Well Done Unknown Blogger

Well Done Unknown Blogger
26.11.2023 LISTEN

The Internet has introduced many things – some good, some bad; some very bad.

But I think the emergence of unknown bloggers may take the cake when it comes to bringing matters to the notice of the public.

Look at what appeared as a blogger’s note on mobile telephone screens the other day. It was a well-illustrated presentation of how our authorities have allowed the Black Star Gate at what used to be called the Black Star Square to get into such a state of disrepair that the top might crumble down and (if we are not lucky) deprive some of our citizens of life or limb.

The blogger did not spare the authorities the fruits of his anger. I would not wish to repeat even one of the insults he uttered against them. In effect, he accused them of s lack of patriotism – a lack of the patriotism that would enable them to appreciate why the Black Star Gate was constructed by our first President, Dr Kwame Nkrumah, and why those who followed him thought it worthwhile to maintain it in such a way as to enable it to fulfil its original purpose.

Let’s not beat about the bush: unusual sights help to bring tourists to a country. Mention Paris and everyone immediately thinks of the Eiffel Tower. Say Moscow and well-travelled people will talk to you vividly about the Kremlin and St Basil’s Cathedral. Say London and the House of Commons and Westminster Abbey won’t be too far off the tongues of those who have been there.

What do we have to say for Ghana? Not much, I am afraid. Except the Black Star Square. I’d forgotten its charm and evocative character (what with its unusual “black star” that’s the only one of its type in a cosmo made up of trillions of stars) until a correspondent of the BBC asked me whether I could meet him there to be filmed talking about the Soul-To-Soul concert that took place there half a century or so ago. fifty years ago.

On getting there, my greatest worry was how not to step on some wobbly step or something and finding myself being flung into empty space trying to join the community of galaxies and planets that the James Webb telescope is discovering on a daily basis. I said my piece and returned safely home. And I didn’t think of the place again until – the unknown blogger took pains to show me in minute detail, what a risk I took in allowing a cameraman to position me where. (Hey, Mr BBC-man, where is the link to the pictures that you promised me?)

Our “maintenance culture” (if it exists at all) is nothing to write home about. It probably has something to do with the decapitation of the Public Works Department (PWD). Bedford independence and shortly afterwards, all public buildings and roads were in the care of one governmental body.

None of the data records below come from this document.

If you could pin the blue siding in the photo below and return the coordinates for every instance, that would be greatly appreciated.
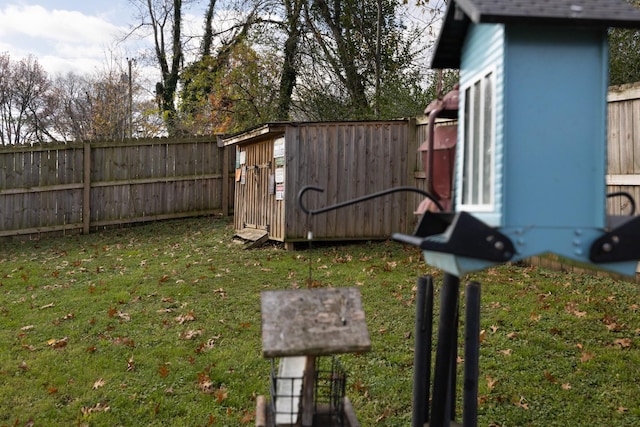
(484, 49)
(555, 127)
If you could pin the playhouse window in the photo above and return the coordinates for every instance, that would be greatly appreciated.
(478, 142)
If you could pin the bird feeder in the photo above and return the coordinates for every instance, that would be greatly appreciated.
(305, 329)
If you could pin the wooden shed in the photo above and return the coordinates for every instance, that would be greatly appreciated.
(346, 159)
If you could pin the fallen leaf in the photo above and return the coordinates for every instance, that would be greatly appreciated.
(549, 377)
(586, 356)
(385, 414)
(220, 394)
(247, 416)
(623, 342)
(61, 343)
(522, 403)
(130, 365)
(163, 370)
(191, 334)
(491, 383)
(99, 407)
(189, 317)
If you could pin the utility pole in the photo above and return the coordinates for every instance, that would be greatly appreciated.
(130, 61)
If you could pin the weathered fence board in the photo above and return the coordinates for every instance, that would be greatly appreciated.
(623, 146)
(76, 187)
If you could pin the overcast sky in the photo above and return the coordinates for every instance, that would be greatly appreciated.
(65, 35)
(72, 35)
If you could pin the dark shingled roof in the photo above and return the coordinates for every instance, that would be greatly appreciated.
(583, 13)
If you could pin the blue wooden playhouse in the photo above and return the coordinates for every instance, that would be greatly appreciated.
(530, 168)
(532, 135)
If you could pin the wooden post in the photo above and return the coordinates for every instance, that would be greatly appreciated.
(261, 409)
(308, 387)
(86, 194)
(225, 181)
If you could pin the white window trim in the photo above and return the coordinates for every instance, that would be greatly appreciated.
(469, 83)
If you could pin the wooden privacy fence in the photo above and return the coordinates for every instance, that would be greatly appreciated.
(68, 187)
(623, 146)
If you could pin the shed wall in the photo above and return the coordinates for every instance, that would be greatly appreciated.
(350, 160)
(484, 50)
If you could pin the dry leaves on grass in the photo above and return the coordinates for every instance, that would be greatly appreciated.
(189, 317)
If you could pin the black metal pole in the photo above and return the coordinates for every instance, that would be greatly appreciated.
(453, 365)
(422, 353)
(471, 355)
(447, 330)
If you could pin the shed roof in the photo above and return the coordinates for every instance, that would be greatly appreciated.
(584, 13)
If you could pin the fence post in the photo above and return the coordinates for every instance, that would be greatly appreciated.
(86, 195)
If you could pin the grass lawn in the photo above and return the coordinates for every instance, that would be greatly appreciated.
(159, 325)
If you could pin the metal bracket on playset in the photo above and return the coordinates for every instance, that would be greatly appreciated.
(618, 244)
(460, 234)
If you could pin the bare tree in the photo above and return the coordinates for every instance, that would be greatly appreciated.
(23, 88)
(163, 21)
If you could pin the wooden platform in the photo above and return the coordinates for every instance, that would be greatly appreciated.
(254, 237)
(315, 322)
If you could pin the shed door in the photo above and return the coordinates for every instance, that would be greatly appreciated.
(258, 186)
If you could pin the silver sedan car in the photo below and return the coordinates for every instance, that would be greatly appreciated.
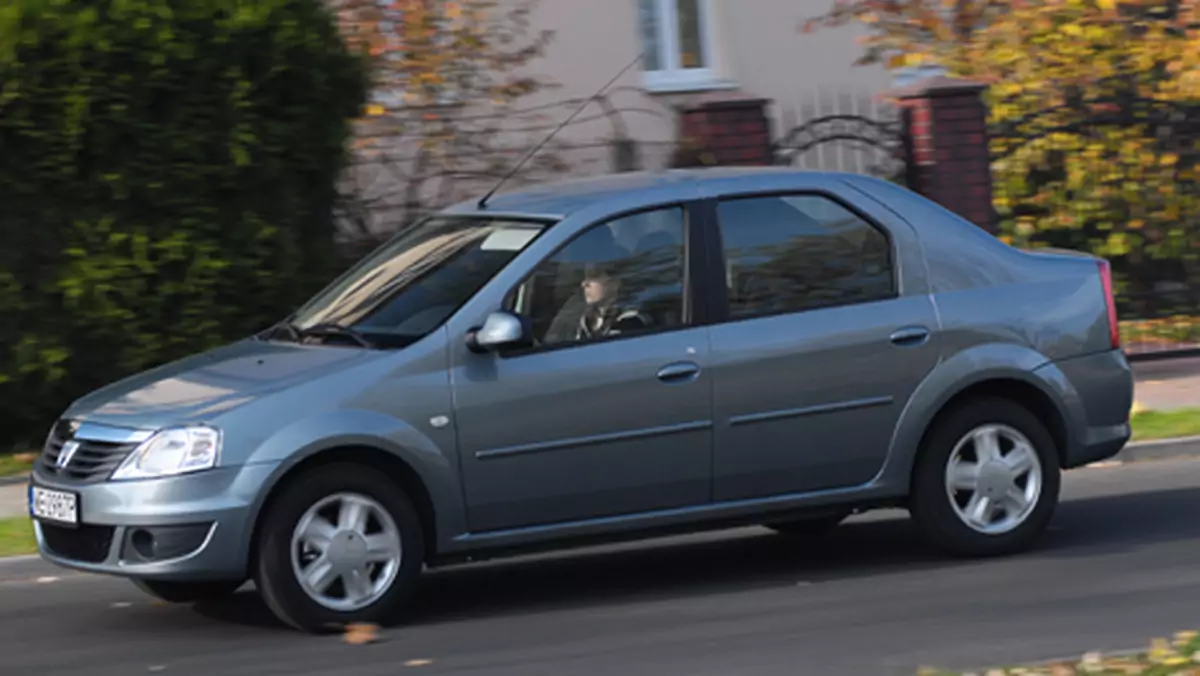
(610, 358)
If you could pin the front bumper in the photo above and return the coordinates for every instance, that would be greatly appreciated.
(191, 527)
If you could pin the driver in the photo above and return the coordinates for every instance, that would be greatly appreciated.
(604, 315)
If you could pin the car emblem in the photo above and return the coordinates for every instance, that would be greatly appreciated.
(66, 454)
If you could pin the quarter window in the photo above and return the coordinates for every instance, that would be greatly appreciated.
(621, 277)
(792, 253)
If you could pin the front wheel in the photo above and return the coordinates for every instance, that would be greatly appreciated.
(987, 482)
(341, 544)
(187, 592)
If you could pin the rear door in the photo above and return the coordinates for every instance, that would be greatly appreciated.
(819, 351)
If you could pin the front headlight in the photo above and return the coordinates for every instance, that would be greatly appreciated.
(171, 452)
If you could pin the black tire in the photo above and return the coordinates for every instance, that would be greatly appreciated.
(931, 507)
(273, 569)
(810, 527)
(187, 592)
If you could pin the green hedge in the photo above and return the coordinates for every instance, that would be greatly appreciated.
(167, 172)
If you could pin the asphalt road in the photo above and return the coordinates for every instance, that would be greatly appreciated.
(1121, 566)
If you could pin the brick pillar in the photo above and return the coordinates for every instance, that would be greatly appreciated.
(946, 124)
(730, 131)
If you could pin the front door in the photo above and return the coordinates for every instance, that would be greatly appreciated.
(611, 412)
(820, 353)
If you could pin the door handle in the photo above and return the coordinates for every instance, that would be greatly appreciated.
(678, 372)
(910, 336)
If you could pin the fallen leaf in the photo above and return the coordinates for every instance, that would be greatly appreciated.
(361, 634)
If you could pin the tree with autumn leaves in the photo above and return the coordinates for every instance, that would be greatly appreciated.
(447, 112)
(1095, 115)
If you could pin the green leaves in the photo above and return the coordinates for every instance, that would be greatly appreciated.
(167, 172)
(1089, 108)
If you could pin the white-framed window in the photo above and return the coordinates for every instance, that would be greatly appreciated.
(681, 46)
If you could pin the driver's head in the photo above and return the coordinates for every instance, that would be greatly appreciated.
(598, 283)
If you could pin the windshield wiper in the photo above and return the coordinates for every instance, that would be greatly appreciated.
(331, 329)
(286, 325)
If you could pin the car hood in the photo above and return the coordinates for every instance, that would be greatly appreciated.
(202, 387)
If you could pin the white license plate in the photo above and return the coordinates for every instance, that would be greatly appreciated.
(61, 507)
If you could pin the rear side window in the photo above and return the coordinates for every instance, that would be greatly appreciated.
(791, 253)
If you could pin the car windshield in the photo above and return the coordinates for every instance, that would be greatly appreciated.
(409, 286)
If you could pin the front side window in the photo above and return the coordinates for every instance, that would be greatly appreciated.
(408, 287)
(801, 252)
(677, 36)
(616, 279)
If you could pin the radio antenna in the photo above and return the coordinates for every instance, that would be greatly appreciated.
(483, 201)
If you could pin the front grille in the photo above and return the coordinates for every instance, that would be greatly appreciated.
(87, 543)
(93, 461)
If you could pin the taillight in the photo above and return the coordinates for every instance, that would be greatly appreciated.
(1110, 304)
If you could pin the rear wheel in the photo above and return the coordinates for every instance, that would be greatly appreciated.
(187, 592)
(987, 482)
(340, 545)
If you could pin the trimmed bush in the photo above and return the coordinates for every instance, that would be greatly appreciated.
(167, 178)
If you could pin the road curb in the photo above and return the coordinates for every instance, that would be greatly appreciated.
(1159, 449)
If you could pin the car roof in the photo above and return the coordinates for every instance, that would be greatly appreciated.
(562, 197)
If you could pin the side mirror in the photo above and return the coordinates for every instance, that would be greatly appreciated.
(501, 329)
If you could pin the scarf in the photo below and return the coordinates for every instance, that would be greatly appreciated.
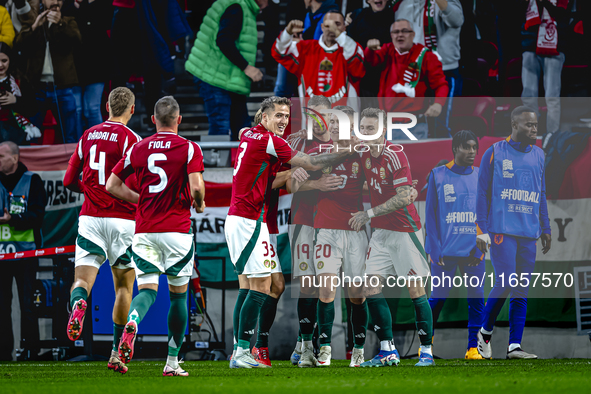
(412, 74)
(547, 44)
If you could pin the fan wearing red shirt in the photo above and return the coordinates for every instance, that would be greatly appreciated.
(169, 173)
(106, 224)
(396, 245)
(246, 231)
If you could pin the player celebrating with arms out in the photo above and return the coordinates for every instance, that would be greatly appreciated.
(396, 245)
(106, 224)
(511, 214)
(246, 233)
(169, 173)
(451, 231)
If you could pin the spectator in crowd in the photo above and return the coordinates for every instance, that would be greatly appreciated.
(23, 208)
(543, 36)
(441, 22)
(48, 47)
(13, 125)
(22, 11)
(287, 83)
(222, 61)
(6, 27)
(410, 71)
(364, 24)
(93, 18)
(330, 66)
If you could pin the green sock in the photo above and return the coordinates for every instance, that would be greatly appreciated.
(380, 316)
(359, 320)
(117, 331)
(242, 293)
(177, 322)
(79, 293)
(249, 315)
(424, 319)
(307, 308)
(140, 305)
(325, 322)
(266, 319)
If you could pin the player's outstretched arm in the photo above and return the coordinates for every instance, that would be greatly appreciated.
(401, 199)
(116, 187)
(197, 187)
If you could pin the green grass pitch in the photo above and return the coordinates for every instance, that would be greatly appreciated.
(448, 376)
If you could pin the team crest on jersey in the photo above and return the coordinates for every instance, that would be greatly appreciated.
(325, 75)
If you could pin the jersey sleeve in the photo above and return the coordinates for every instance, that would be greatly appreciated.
(123, 168)
(194, 159)
(279, 148)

But as governmental expenditure on roads etc got bigger, the appetite for “eating” some of the money given to the PWD also got bigger and eventually, it was dissolved and turned into the Ghana National Construction Corporation.

We haven’t looked back since then. GNCC’s province was eaten into bit by bit till today, it would be a very bold person who would be able to tell you, offhand, who is in charge of maintaining the Black Star Gate. (I am told, unofficially, that the Ministry of Tourism and the National Security Service have joint charge of it! Can you see the disaster that this is causing? If the National Security Service tells the Ministry of Tourism to erf off, (if the latter becomes too insistent on laying hands of part of the budget for maintenance of the `black Star Gate, what can the Ministry of Tourism do? Complain to the President and be accused of acting in a manner “prejudicial” to the interests of national security? That would be funny, won’t it?

I do realise that there are people in important positions in whose breasts the name “Ghana” doesn’t evoke much emotion. Unlike some of us, they cannot remember moments when Ghana played football so very well that invitations came to us from Russia, East Germany, or Yugoslavia, and that we invited Real Madrid here; and also nStanlkey Matthews. In those days, to hear the Ghana national anthem being played usually meant we had excelled in something or the other.

Today, what most people think of is first is their bank balance; their personal comforts. They won’t perform well at home, and yet when they go abroad and are made to suffer from insulting behaviour from foreigners, they feel hurt.

Sir or Madam Big-Shot Ghanaian, please learn that there is only one way to earn respect from others, and that is to first respect your own self.first. When foreigners have looked down upon you in your own country, how can they think twice before looking down on you in THEIR OWN COUNTRY? Answer that, if you can!